Tuesday, May 24, 2011

Life sentences won't do justice

Editorial | SMH | May 24, 2011
THE O'Farrell government's pursuit of mandatory life sentences for those convicted of murdering police makes no sense. Like most serious crimes, the offence has many gradations - from cold-blooded premeditated execution through to irrational, spur-of-the-moment violence. No one suggests the state does not owe police a high duty of care or that the taking of a police officer's life should not be harshly punished. But exempting the murder of a police officer from the application of judicial discretion goes beyond enshrining police in a privileged legal status that holds a police officer's life is more precious than that of other citizens, including those called on occasionally to put themselves in harm's way so that others can be safer.

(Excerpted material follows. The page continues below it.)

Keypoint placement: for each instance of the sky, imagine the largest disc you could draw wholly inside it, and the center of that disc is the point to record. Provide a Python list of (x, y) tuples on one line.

The exemption goes to the issue of legal effectiveness. If the murder of police does not warrant a judge's cool and wise weighing of factors of criminal severity and circumstance, why should we bother with judicial discretion in sentencing for any offence? Simply apply a mandated punishment to fit crime categories across the board, as was tried in NSW with such spectacular failure in the 1890s. Indeed, that initiative was promptly revoked when colonials came to recognise that punishments exceeded the crimes.
The government suggests none of us should be surprised by its announcement of legislation this week to ensure future convicted murderers of police are never released from jail. The Premier said it had been Coalition policy since 2002. But that is only one element of public expectation because the Attorney-General, Greg Smith, promised before the election, and seemingly authoritatively, to end the law-and-order auction that traditionally preceded NSW state polls.
Like his former boss Nick Cowdery, Smith must know that the singling out of murdered police is little more than a sop to the police union and others whose antagonism to judicial discretion appears predicated on the strange notion that being locked away in a jail for several years is a cakewalk, that any sentence short of ''never to be released'' is an incentive to do evil, that the dead are dishonoured and justice is denied if their killers do not cop an eye for an eye.
Smith served as a deputy to Cowdery when the latter was the NSW director of public prosecutions. Now the master admonishes the apprentice. ''It is surprising that a lawyer with Greg Smith's experience would support a retrograde move towards mandatory sentencing knowing that it produces injustice and has no effect in preventing crime,'' Cowdery said.
Welcome to the realpolitik, Mr Smith.